70 years apart and the new version looks a lot like that groovy original. The bus is back, except it’s bigger obviously (and there’s an even bigger long-wheelbase available soon). And it’s sophisticated. A lot more sophisticated. It’s like comparing the Soyuz capsule to the Starship Enterprise. And while it might not have dilithium crystals powering it, it does have an electric drivetrain.
But before we get into that, lets tackle the styling. And it took me all of two skips of a heartbeat to fall for it. The styling is spot on. Evocative, yet futuristic, distinctive, fun, exciting. If I could level a criticism at it, and it’s more fanciful than actually functional, it needs a bigger front VW roundel, much bigger. Make it huge!
Because of the nature of what it is, there’s a high level of configurability, so you can have it as a five-seater with tons of cargo space, or a seven-seater with still decent luggage room, and don’t miss the mini depictions of the same vehicle engraved into the interior rear sides. An adorable little touch.
It’s spacious, it’s comfortable and again in contrast to its ancestor, sitting in the driver’s seat is less like squeezing into the economy seats on a budget airliner and more akin to Captain Kirk’s chair on the bridge of the Enterprise.
And rather than butting up against the front, the huge windscreen stretches way out into the horizon. Select drive on the stalk, snap open the throttle and it would blow the original into the weeds. It’s on par with modern vehicles of this type, however it’s a little pedestrian compared to its EV brethren. And that’s probably a good thing. You don’t want your passengers pinned to the back window under full throttle, throwing up over those cute etchings.
There’s about 200bhp and 310Nm of torque going through the rear wheels. It can sprint from rest to 62mph in about 10.2 seconds and reach about 90mph. Claimed range is 255 miles
So, I resolved to take it for a gentle cruise along the closed loop of twisty tarmac where I tested it. And initially if feels I’m rewarded with an easy drive, despite the van-like footprint of this thing – it’s marketed not by VW passenger cars, but by its Commercial Vehicles department.
It’s quiet too, refined and the ride’s not at all bad, considering the batteries are housed in the floor, typically making electric cars a little too rigid. And you’d expect that maybe a stiff floor would make the cabin walls a little rattly, but no chance. This thing is solid.
My resolve to keep things calm and measured dissipate when I discover it has driving modes. I select Sport, as you do. And the ID.Buzz certainly buzzes into action. It feels a little more eager, so I start to chuck it about a little.
On these roads, hurl the classic Type 2 along at these speeds, and attempt to manhandle it through the corners and you’d probably see yourself flying off the edge of a cliff shouting ‘Let your freak flag fly!’.

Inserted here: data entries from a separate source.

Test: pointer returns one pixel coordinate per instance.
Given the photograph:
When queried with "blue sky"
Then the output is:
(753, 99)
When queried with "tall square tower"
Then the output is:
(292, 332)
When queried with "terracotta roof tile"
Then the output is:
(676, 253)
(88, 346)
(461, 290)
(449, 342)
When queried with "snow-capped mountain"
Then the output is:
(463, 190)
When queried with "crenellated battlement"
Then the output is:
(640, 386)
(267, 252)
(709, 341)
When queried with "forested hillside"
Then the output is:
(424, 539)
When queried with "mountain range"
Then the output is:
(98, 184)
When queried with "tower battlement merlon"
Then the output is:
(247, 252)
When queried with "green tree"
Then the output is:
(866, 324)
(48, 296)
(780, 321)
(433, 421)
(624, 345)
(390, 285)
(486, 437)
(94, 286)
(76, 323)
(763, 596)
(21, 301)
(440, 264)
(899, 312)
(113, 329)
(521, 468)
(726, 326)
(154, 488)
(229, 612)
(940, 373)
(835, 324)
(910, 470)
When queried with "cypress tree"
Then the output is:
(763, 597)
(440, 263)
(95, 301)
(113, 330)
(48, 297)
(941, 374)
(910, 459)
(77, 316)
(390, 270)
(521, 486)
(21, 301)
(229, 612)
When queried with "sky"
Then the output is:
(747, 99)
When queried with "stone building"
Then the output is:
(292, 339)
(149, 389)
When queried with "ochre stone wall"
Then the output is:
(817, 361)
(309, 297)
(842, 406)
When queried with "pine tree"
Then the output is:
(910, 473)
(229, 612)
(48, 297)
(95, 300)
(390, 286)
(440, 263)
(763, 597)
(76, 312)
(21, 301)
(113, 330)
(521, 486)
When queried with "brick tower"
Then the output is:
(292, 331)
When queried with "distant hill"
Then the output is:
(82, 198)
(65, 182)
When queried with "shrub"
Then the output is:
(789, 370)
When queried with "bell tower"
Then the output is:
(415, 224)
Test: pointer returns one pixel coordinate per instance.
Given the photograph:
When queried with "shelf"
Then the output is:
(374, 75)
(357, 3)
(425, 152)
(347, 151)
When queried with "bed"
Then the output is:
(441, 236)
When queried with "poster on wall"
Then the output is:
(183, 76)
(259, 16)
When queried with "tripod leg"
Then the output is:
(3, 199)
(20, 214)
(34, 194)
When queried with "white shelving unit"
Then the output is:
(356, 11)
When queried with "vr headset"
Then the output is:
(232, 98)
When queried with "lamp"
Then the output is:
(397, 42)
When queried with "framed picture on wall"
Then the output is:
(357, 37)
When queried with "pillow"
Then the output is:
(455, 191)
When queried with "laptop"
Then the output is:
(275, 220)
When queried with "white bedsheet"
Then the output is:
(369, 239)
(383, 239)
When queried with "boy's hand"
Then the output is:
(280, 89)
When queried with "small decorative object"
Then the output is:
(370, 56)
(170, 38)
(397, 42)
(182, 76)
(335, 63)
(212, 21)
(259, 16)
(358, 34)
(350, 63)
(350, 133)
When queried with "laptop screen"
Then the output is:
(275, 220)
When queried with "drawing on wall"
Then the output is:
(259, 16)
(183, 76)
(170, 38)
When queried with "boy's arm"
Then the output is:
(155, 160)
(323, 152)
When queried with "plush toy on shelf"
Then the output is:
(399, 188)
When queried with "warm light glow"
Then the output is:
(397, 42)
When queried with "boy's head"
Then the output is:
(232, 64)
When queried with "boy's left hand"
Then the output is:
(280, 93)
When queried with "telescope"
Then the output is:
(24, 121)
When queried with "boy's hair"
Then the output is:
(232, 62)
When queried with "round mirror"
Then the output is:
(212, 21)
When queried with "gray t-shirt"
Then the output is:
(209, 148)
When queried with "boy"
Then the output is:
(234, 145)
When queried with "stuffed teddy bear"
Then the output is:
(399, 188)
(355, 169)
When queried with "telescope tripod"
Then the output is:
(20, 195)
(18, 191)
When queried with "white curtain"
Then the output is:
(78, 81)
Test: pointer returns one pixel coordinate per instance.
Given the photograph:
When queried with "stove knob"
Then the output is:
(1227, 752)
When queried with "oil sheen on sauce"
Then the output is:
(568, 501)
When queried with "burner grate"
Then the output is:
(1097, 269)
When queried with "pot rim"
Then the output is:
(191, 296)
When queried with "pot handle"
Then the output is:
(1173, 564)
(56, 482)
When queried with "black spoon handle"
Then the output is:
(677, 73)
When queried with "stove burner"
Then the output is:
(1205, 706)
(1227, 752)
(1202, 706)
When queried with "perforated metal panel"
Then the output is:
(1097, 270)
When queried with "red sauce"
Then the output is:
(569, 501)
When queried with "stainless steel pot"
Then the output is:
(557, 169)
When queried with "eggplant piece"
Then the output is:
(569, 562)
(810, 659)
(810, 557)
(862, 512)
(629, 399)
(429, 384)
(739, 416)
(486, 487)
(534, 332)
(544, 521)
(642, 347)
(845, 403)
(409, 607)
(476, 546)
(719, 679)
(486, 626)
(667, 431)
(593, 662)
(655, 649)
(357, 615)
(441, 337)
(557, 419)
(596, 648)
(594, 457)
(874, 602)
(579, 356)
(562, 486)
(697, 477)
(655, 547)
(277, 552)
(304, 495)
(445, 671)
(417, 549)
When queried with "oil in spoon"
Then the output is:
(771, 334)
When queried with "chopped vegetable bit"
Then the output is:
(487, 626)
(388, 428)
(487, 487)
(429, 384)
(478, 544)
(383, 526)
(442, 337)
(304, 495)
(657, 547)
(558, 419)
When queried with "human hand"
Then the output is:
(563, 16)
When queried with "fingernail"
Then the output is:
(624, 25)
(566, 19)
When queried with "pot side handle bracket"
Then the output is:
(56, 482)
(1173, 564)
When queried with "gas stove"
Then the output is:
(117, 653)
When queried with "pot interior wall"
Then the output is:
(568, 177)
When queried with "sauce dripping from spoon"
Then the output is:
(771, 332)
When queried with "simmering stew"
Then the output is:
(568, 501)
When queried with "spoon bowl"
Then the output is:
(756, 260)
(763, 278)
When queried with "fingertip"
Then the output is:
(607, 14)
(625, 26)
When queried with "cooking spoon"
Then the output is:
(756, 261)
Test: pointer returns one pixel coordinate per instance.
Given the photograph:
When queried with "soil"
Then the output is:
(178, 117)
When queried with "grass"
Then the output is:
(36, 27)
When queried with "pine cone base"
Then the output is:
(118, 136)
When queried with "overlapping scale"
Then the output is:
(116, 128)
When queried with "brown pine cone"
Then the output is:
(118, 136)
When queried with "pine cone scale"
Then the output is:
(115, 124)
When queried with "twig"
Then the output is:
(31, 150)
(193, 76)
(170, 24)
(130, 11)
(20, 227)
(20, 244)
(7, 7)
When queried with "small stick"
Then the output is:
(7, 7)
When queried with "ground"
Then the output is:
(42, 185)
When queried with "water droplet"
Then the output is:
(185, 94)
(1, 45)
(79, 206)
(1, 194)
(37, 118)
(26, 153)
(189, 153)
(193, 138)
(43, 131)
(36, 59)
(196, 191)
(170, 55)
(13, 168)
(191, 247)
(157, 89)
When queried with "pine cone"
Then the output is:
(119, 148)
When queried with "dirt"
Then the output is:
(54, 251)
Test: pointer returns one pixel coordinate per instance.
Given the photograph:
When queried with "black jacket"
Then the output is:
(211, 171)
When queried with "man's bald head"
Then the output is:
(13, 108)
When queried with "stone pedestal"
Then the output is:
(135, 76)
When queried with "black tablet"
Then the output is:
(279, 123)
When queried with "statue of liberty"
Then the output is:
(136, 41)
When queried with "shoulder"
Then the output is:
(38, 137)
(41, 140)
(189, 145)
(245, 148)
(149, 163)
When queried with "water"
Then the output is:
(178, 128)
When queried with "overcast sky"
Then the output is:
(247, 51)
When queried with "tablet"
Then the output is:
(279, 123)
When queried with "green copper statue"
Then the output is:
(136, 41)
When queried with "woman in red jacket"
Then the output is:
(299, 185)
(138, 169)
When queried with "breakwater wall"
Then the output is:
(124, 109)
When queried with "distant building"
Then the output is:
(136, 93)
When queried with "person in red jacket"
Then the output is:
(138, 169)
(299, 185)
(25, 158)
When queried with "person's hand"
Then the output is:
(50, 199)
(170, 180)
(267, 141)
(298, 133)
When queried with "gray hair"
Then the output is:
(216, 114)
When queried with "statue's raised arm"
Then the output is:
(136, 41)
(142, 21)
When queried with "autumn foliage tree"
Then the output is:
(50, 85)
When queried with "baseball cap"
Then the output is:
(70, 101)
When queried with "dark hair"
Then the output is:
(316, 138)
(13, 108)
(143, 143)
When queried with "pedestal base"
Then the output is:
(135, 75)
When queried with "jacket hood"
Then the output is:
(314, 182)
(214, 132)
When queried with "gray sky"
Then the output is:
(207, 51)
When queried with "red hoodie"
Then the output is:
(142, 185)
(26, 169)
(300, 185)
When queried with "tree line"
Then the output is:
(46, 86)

Something strange occurs with the ID.Buzz though, after brief initial push-on understeer, it tightens, grips and goes! It’s actually fun. Oh, what? Am I doing that silly grin thing still? I mean what’s not to like here?
Oh yes, there is one thing, something that means no actual hippy could ever conceive of ever owning one of these – and that’s the price. It starts at just under £63,000. Hence, it’s probably for hipsters rather than hippies. Bummer!